Department of Ecology and Evolutionary Biology, University of Tennessee, Knoxville, Tennessee 37996, USA.
Ecology. 2011 Jun;92(6):1208-14. doi: 10.1890/10-1370.1.
Invasive plant species alter soils in ways that may affect the success of subsequent generations, creating plant-soil feedbacks. Ailanthus altissima is an invasive tree introduced two centuries ago to North America. We hypothesized that geographically distinct populations of A. altissima have established feedbacks specific to their local environment, due to soil communities cultivated by A. altissima. We collected seeds and soils from three populations in the eastern United States, and in the greenhouse reciprocally planted all families in all collected soils as well as in a control mixed soil, and in soils that had been irradiated for sterilization. There were positive plant-soil feedbacks for two populations in the live field-collected soils, but strong negative feedbacks for the third population. There were no population-level performance differences or feedbacks in the sterilized population locale soils, supporting a soil biotic basis for feedbacks and for the expression of genetic differentiation in A. altissima. If populations of Ailanthus altissima vary in the extent to which they benefit from and promote these plant-soil biota feedbacks, the interaction between invader and invaded community may be more important in determining the course of invasion than are the characteristics of either alone.
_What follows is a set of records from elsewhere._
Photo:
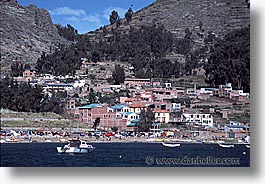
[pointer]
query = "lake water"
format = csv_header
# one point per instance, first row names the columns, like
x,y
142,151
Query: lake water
x,y
125,155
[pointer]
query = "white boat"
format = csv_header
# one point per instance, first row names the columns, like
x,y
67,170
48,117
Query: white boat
x,y
2,141
247,146
226,145
171,145
76,146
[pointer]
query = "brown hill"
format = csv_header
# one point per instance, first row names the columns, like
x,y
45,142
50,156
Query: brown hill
x,y
26,32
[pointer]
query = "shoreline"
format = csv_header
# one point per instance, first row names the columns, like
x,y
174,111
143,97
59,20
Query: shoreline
x,y
5,140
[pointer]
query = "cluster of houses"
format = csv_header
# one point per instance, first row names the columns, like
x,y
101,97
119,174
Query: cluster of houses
x,y
124,112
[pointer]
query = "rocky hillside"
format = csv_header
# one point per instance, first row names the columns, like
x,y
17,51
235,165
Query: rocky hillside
x,y
218,16
200,16
26,32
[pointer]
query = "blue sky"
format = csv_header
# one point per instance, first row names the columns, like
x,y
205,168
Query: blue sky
x,y
85,15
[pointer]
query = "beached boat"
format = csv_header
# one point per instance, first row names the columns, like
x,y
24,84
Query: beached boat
x,y
226,145
76,146
171,145
247,146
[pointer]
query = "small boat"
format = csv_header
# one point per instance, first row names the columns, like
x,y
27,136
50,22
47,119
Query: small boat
x,y
226,145
76,146
247,146
171,145
2,141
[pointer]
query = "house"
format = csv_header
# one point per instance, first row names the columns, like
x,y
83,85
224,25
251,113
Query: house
x,y
198,119
176,106
224,90
131,118
236,128
161,116
57,87
120,108
85,112
212,91
134,82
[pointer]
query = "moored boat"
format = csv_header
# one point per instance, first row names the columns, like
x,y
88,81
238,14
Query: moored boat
x,y
76,146
247,146
171,145
2,141
226,145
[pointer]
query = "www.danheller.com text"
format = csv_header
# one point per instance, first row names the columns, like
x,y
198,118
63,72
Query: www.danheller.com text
x,y
208,160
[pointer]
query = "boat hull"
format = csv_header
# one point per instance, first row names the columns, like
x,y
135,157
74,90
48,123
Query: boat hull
x,y
171,145
226,146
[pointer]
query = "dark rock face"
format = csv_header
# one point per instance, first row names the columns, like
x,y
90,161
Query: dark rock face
x,y
218,16
26,32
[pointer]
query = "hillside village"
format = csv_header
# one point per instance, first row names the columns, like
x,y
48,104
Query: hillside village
x,y
176,107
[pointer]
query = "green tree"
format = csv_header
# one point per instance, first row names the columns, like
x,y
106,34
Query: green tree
x,y
128,15
118,74
229,60
113,17
96,123
92,96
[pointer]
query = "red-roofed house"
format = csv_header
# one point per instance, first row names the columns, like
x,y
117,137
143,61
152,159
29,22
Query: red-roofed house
x,y
161,116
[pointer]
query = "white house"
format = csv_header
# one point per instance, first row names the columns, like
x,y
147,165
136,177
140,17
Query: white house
x,y
130,117
198,119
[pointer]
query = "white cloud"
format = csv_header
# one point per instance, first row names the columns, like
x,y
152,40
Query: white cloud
x,y
107,12
67,11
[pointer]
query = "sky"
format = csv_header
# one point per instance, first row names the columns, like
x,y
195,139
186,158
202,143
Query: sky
x,y
85,15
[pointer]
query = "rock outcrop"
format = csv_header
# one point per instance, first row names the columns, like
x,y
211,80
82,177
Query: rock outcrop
x,y
26,32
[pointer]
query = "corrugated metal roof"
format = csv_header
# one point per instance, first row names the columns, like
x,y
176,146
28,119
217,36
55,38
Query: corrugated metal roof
x,y
90,106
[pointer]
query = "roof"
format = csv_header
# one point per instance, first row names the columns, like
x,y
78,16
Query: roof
x,y
236,126
32,69
60,84
131,125
90,106
135,121
137,106
128,113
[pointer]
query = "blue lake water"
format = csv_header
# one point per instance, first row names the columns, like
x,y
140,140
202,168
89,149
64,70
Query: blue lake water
x,y
125,155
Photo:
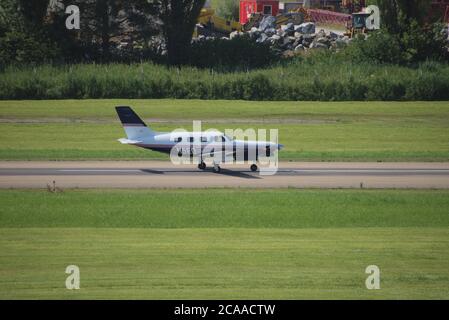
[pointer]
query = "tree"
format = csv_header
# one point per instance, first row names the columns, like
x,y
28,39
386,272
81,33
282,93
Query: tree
x,y
397,15
229,9
179,18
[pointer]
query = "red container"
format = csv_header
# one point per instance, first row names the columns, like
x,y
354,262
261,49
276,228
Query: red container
x,y
247,7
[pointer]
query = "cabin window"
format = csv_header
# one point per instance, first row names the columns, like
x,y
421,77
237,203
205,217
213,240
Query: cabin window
x,y
220,139
267,10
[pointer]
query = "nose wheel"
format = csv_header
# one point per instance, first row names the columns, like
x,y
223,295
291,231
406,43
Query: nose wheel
x,y
217,168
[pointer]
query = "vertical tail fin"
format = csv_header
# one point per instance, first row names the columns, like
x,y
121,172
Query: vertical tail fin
x,y
134,127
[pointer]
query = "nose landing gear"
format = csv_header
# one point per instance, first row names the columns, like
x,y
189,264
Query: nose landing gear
x,y
217,168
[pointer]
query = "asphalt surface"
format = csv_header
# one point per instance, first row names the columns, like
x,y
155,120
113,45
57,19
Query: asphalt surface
x,y
156,174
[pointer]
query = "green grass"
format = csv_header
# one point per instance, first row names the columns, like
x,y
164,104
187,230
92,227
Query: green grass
x,y
225,208
377,131
250,244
入侵植物物种以可能影响后续世代成功的方式改变土壤,从而产生植物-土壤反馈。臭椿是两个世纪前引入北美的一种入侵树种。我们假设,由于臭椿培育的土壤群落,地理位置不同的臭椿种群已经建立了针对其当地环境的特定反馈。我们从美国东部的三个种群中收集了种子和土壤,并在温室中相互种植了所有收集到的土壤中的所有家族,以及对照混合土壤和经过辐射消毒的土壤。在活的野外采集土壤中,有两个种群存在正向的植物-土壤反馈,但第三个种群存在强烈的负向反馈。在消毒种群的土壤中,没有表现出种群水平的差异或反馈,这支持了反馈和臭椿遗传分化表达的土壤生物基础。如果臭椿种群在受益和促进这些植物-土壤生物群反馈的程度上存在差异,那么入侵种与被入侵群落之间的相互作用可能比两者各自的特征更重要,决定入侵的进程。